I am by no means an "expert" rider but it seems common sense that a passenger should not be on the bike without the rider already on it. Passengers are not always (I should say not usually) aware of the forces involved and the balance the bike has when on a kickstand, the design of the stand has to make it easy for the rider to get it up to vertical with reasonable ease and it has to be stable when on the stand alone, this creates short angle of rest for the stand to work well, particularly on heavy bikes.

I have my wife (almost always my passenger when I have one) climb on after I have the bike in vertical position and the stand already kicked back, she's always the first to get off the bike, usually before I do the last maneuvering to put the bike into final position and that includes backing out of a parking spot or my garage.

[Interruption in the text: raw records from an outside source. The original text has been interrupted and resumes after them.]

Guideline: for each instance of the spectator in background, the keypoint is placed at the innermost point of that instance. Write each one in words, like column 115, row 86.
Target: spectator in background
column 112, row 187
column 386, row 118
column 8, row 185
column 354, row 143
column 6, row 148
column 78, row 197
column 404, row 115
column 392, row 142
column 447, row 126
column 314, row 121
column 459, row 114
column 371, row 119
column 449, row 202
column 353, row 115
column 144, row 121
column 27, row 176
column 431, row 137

Like I said, just feels like common sense to me, it might have to do with ridding a heavy bike for some time.

Never even thought that my kickstand would break but I would NOT put extra weight on it if I don't have to. A loaded bike equipped for travel is one thing but the riders weight just seems to be asking to much of the stability of the bike (without even thinking of metal strength of the stand).

If I trust the engineers enough to go 75 mph on the bike with my life and my wife's life on the line I think I can trust the stand to do the job it was design to do.... within reason and common sense provided.

Or else I would be ridding a trike or put on training wheels.